Alternatives to Violence Project

AVP in the "Belly of the Beast"

Click here to watch the video “AVP-USA: Belly of the Beast,”
a documentary about an AVP workshop in prison.


The Alternatives to Violence Project (AVP) is a training program enabling participants to deal with potentially violent situations in new and creative ways. Workshops are run by our trained facilitators and are experiential (not based on lectures).

AVP started in prisons in the U.S.A. in 1975, and now also operates in communities, schools, colleges and conflict situations worldwide. We run workshops in prisons, communities, schools, colleges and refugee camps around the world. AVP has done work in over 50 countries, 35 U.S. states, and is in 110 prisons throughout the U.S.  We have provided tens of thousands of workshops impacting hundreds of thousands of individuals.

Our workshops use the shared experience of participants, interactive exercises, games and role-plays to examine the ways in which we respond to situations where injustice, prejudice, frustration and anger can lead to aggressive behavior and violence.
An AVP workshop can help you to:

  • manage strong feelings such as anger and fear
  • deal more effectively with risk and danger
  • build good relationships with other people
  • communicate well in difficult situations
  • recognize the skills you already have and learn new ones
  • be true to yourself while respecting other people
  • understand why conflict happens



The Alternatives to Violence Project began in 1975 after a group of inmates at
Greenhaven Prison in NY formed a group called the “Think Tank”.  They were interested in helping young community offenders keep from spending most of their lives within the prison system, as they were. They were looking to develop a program which would teach these youth how to resolve conflicts nonviolently.  Members of the Think Tank approached Quakers involved in a visitors program to help them in this effort. A number of the men and women involved in the Quaker Project on Community Conflict responded to their request and together they researched what was being done across the country and around the world. Drawing on lessons from Gandhi, the civil rights movement, the Children’s Creative Response to Conflict (CCRC) program and elsewhere the first workshop was put together for Greenhaven in 1975, with assistance of Dr. Bernard Lafayette (a nonviolence trainer with the Student Nonviolent Coordinating Committee), and Lawrence Apsey, a Quaker.
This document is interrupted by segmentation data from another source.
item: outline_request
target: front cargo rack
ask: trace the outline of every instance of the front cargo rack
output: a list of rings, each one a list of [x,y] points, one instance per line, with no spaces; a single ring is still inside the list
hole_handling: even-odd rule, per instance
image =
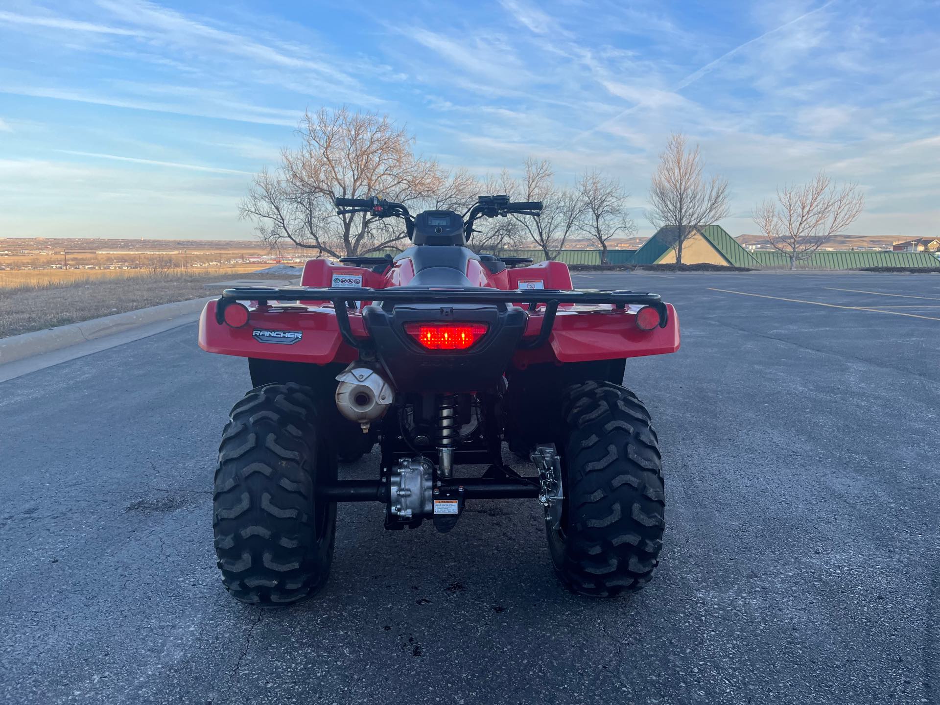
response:
[[[215,320],[225,322],[225,310],[237,301],[257,301],[264,305],[269,301],[320,302],[329,301],[337,312],[339,333],[348,344],[363,349],[368,343],[352,335],[350,327],[348,306],[351,302],[381,301],[384,307],[395,304],[528,304],[528,310],[535,311],[539,304],[545,305],[541,328],[533,340],[524,341],[524,348],[539,348],[548,341],[555,325],[555,316],[559,304],[606,304],[618,309],[627,306],[649,306],[659,313],[659,325],[665,328],[668,321],[668,309],[659,294],[645,291],[600,291],[593,289],[558,290],[531,289],[511,290],[467,287],[243,287],[227,289],[215,307]]]

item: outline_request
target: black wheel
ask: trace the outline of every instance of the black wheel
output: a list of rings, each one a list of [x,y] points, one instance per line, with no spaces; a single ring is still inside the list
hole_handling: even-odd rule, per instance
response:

The success of the AVP workshop quickly spread by word of mouth. More workshops
were offered, and the program spread rapidly throughout the New York State prison
system. Within a few years, it had spread to other prison systems throughout the country.

Workshops began to be offered, not only in prisons, but in communities and schools, and
also for some businesses, churches, community associations, street gangs, and in
women’s shelters and other locales. It was not long before it workshops were being done in numerous countries around the world. AVP has done workshops now in over 50 countries and 35 states.


AVP workshops are experiential.  There is no lecturing or homework. Participants learn through the shared experiences of the group, interactive exercises, large and small group discussions, games and role-plays to examine the ways in which we respond to situations where injustice, prejudice, frustration and anger can lead to aggressive behavior and violence.  Participants learn to engage conflict in constructive productive ways.
AVP workshops work by creating a strong sense of community and trust among participants and then generating empathy, compassion
There are three levels of workshops:

  • Basic
  • Second Level (Advanced)
  • Training for Facilitators

Individuals generally do one basic workshop and are then free to take as many advanced workshops as they wish. Advanced workshops customarily focus on one principle issue usually selected by the participants. Commonly chosen topics include Anger, Conflict, Communication, Race, Masculinity, Male-Female Communication, and Triggers. We also have several special advanced workshops dealing with Trauma, Shame or Community Discernment.

A full AVP workshop is 18 typically to 23 hours long. Community workshops typically begin on a Friday afternoon or evening and run through the weekend. AVP workshops have profound long lasting impact, changing long term behavior and thinking. For example a study has shown AVP participants in prison have a near 50% lower recidivism rate – measured three years after release from prison.

As one inmate participant put it: “You can’t unlearn this stuff!”